Luis Bravo, El Imparcial, 11 de agosto de 2024
Un día, gracias a la literatura, puede sentirse como uno que contiene todo el peso de los eventos que suceden a lo largo de un año, de una vida. Por el contrario, esa misma dilatación puede ceder espacio a la nada absoluta. Qué día, se me ha pasado volando, decimos atorados, rogando que no nos surjan más imprevistos estresantes. Este día no se va a acabar nunca, decimos hartos de su vacuidad, del aburrimiento. Como remedio, una atención privilegiada y disciplinada podría socorrer la mezcla de ahogo y desazón mediante el rescate de todo lo meritorio de un tipo de día u otro. Un diario, una de sus variadas formas de hacerlo, es lo adecuado en estos casos.
De entre los nombres contemporáneos y clásicos que suelen citarse al referir la escritura diarística en nuestro país, el de Miguel Ángel Hernández tiene la singularidad de lo meticuloso en su aportación a la causa.
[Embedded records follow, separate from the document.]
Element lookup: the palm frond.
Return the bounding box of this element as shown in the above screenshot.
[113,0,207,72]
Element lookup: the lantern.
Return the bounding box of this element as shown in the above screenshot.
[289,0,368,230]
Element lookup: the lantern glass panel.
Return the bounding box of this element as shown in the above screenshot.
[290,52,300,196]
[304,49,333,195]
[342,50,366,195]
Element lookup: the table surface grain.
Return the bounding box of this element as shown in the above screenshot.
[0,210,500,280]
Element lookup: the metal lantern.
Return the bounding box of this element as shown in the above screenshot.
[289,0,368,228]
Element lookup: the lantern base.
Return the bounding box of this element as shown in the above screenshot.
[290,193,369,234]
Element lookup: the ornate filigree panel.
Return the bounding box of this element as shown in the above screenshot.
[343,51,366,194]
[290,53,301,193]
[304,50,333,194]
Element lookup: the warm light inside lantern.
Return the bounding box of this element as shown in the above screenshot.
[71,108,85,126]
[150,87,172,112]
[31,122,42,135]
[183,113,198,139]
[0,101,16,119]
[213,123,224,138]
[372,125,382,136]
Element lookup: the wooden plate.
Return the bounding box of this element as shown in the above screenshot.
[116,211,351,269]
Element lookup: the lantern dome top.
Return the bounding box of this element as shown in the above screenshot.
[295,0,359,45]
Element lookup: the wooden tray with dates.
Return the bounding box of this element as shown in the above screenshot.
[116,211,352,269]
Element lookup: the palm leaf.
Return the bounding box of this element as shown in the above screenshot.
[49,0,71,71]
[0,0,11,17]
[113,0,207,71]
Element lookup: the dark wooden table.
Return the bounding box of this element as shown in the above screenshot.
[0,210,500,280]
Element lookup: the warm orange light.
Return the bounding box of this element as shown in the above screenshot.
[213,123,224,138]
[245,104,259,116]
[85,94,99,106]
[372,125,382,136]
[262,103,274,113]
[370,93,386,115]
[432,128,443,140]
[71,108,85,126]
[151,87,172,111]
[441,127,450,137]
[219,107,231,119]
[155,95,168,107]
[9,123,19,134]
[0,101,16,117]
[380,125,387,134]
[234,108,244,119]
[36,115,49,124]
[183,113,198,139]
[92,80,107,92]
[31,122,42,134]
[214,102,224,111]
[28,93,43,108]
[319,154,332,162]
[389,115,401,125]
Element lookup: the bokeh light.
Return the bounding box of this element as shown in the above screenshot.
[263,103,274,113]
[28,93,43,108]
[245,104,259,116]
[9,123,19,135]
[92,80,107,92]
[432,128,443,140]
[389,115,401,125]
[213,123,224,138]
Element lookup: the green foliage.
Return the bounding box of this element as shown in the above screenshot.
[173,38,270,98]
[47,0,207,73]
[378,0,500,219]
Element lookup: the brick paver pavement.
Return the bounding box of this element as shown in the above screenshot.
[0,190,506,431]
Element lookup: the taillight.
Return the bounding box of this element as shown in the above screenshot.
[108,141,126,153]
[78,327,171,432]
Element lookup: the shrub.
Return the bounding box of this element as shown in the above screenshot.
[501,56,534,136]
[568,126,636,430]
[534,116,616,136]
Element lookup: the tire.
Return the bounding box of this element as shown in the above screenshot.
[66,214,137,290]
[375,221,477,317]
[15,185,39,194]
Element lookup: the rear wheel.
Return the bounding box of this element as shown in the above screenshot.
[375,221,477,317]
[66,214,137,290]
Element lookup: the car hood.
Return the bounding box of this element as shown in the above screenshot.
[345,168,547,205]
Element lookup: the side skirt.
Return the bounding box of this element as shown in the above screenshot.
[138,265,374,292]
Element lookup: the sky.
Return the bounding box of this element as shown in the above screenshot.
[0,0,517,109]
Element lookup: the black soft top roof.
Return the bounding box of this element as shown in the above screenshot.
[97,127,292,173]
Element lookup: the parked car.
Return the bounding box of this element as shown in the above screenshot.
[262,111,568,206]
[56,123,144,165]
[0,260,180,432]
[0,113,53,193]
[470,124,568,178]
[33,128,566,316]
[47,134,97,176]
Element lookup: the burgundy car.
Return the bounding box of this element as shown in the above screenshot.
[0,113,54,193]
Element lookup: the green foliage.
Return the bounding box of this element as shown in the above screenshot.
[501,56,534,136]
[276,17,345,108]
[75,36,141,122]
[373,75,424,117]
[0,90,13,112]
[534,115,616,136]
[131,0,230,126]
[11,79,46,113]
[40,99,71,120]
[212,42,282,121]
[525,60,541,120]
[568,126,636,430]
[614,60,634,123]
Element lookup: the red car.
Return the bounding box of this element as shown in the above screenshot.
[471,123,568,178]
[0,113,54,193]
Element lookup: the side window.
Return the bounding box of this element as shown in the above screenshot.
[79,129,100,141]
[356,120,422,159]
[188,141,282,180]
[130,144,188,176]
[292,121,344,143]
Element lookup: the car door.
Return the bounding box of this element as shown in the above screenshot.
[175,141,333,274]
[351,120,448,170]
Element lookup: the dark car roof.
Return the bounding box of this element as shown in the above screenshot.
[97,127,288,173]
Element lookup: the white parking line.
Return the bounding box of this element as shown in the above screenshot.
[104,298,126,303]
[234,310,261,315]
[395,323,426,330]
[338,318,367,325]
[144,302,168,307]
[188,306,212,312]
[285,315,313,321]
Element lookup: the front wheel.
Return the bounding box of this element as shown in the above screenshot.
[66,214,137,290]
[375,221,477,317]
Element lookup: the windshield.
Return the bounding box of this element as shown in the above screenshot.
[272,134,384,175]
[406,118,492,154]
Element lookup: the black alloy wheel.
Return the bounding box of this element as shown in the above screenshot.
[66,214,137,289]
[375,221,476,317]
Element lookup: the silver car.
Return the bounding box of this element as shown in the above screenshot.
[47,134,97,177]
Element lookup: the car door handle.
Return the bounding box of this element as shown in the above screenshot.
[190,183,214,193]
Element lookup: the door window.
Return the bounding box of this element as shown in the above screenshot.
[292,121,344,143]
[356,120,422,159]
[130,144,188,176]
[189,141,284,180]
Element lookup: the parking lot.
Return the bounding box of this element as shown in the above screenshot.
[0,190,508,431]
Su última recopilación, ya que previamente fue apareciendo por entregas en el periódico murciano La Verdad, es Tiempo por venir. Diario de escritura. Es importante ese subrayado, pues nos indica que cumple con lo esperado de cualquier diario, la suma de días y lo que deparan o sorprenden, pero también el seguimiento exhaustivo de sus deberes como escritor, de sus desfallecimientos y reproches y asombros. Es destacable también porque las anotaciones son diarias; una rareza, pues casi todos, a la hora de ser editados, llegan con elipsis o solamente determinadas ocasiones, sin tanta exactitud consecutiva.
Seguimos al autor por sus mudanzas, sus operaciones, rehabilitaciones, correcciones de exámenes, talleres impartidos, presentaciones literarias, viajes, pero sobre todo farras, muchas. No más juergas que las que cualquier hijo de vecino podría correrse, pero unas cuantas, sí, con un toque realmente cómico por esa conciencia de no tener ya la edad, ni el tiempo ni los méritos físicos para sostener el aguante, pero siguiendo ahí, como una especie de Bartleby que a cada nueva proposición de liarse se dijera: no he tenido remedio, he tenido que hacerlo. Las resacas están tan presentes como los episodios de arrebato narrativo, pues Hernández escribe y escribe como la manida frase de no haber un mañana. Persigue la idea, la bosqueja escribiéndola a mano en su cuaderno y la trabaja hasta obtener de ella la forma que verdaderamente piensa ha de tener para que el texto adquiera valor, relevancia para él y para quien lo lea. Es un escritor que macera su trabajo. Puntilloso y receptivo de las maneras narrativas, ya sea viendo una serie en su casa o leyendo a sus compañeros de profesión y catálogo.
Hernández, ateniéndome a estas páginas, me ha parecido un lector agradecido. Es de los que cita nombres, y exceptuando algunos, para la gran mayoría —sean amigos, conocidos o no— tiene palabras amables dirigidas a sus libros o a sus personas, por admiración o complicidad ganada. Es un buen contrapunto al tópico de que los diarios están llenos de fragmentos insidiosos contra el prójimo, algo que, por otra parte, no deja de ser cierto y alienta una de esas facetas características de los mismos.
La lectura de Tiempo por venir, para quienes se acerquen por vez primera a un libro de este calibre, podría resultar excesiva. Como en los diarios de Thomas Mann, las anotaciones recogen cada movimiento, pensamiento, etc., y la utilización de la segunda persona, si bien por un lado es la baza de Hernández para impedir que escapemos de la lectura, agota por momentos en los que hubiera sido preferible algo de poda, cierto recorte que no nos hiciera seguir cada minuto al dedillo.
Con todo, este diario esconde frugales pero muy inteligentes reflexiones acerca del oficio, en los que el trance no ensombrece la parte realista, dura pero fructífera de sentarse a crear una novela, un breve ensayo; de batirse con lo que salga al paso, pero sabiéndose remediar con una merecida siesta.